As vice chancellor for UDAR and chief fundraising officer, Hickey will report directly to the Chancellor to garner philanthropic support in partnership with colleagues across UCSF Health, the four schools of dentistry, medicine, nursing and pharmacy, and the Graduate Division.
Hickey also will serve as the vice president of the UCSF Foundation, an ex-officio member of the UCSF Investment Company, and a member of the UCSF Health Executive Council and Benioff Children’s Hospital Board. She also will partner with the chair of the Board of Directors and Board leadership to advance UCSF’s development goals and leverage volunteer expertise to the benefit of UCSF.
Hickey joined UCSF in 2007 as the lead consultant and campaign manager for a fundraising campaign exceeding $500 million for the UCSF Medical Center at Mission Bay. She was appointed as the assistant vice chancellor, Children’s Health at UCSF Benioff Children’s Hospitals in February 2016 when she helped accelerate fundraising for programs and research for UCSF Benioff Children’s Hospitals.
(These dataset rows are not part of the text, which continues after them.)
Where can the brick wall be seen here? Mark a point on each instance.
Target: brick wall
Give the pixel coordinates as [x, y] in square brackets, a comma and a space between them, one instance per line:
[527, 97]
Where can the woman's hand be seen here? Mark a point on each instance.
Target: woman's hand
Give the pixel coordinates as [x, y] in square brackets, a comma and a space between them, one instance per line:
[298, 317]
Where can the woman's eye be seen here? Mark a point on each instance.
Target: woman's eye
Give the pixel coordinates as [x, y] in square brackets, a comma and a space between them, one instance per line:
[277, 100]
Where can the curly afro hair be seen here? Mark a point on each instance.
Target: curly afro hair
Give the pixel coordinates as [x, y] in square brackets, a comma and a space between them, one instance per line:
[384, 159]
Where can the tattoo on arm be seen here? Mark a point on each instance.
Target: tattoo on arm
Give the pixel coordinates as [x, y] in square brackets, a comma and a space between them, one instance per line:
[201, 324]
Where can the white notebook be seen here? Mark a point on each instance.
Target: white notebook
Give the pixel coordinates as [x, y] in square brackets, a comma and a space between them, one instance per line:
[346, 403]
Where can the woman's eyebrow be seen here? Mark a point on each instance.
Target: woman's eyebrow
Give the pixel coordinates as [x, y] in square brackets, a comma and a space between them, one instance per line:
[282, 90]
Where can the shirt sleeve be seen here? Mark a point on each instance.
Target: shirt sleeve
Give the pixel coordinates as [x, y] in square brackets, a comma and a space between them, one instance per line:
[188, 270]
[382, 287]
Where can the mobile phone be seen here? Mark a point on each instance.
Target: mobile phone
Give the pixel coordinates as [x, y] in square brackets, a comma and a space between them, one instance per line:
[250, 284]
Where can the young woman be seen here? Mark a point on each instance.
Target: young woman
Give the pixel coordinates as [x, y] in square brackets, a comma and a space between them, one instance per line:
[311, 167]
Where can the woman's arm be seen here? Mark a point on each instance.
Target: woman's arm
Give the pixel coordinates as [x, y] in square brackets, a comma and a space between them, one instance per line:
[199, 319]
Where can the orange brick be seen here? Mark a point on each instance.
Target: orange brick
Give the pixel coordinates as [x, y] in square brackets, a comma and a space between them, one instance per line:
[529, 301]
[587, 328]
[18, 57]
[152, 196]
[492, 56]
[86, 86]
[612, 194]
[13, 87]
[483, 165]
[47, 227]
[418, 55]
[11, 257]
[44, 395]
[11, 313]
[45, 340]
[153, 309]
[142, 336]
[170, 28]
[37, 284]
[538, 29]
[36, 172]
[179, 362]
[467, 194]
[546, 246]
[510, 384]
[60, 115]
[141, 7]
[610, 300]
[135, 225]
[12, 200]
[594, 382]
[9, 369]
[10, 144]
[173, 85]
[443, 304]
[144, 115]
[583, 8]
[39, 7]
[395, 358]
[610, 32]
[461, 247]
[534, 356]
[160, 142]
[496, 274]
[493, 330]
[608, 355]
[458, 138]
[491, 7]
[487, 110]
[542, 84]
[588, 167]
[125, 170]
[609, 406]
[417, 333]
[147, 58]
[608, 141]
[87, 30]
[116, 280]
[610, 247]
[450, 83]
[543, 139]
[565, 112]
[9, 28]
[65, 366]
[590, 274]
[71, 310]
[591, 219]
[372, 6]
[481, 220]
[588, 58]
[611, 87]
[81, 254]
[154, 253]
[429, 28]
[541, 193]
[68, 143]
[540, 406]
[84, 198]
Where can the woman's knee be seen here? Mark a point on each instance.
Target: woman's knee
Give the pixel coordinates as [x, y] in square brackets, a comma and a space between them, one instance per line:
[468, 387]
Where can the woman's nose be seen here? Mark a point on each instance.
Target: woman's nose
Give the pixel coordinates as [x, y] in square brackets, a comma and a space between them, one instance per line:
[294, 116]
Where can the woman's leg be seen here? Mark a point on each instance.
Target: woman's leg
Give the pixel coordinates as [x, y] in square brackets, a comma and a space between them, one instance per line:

Under her direction, the children’s health enterprise has increased its annual fundraising revenue by more than 20%. She was appointed associate vice chancellor in 2021.
Hickey is a founding member of UDAR’s diversity, equity and inclusion committee and initiated an internal task force to address microaggressions.
She received her Bachelor of Science in Journalism from the University of Oregon.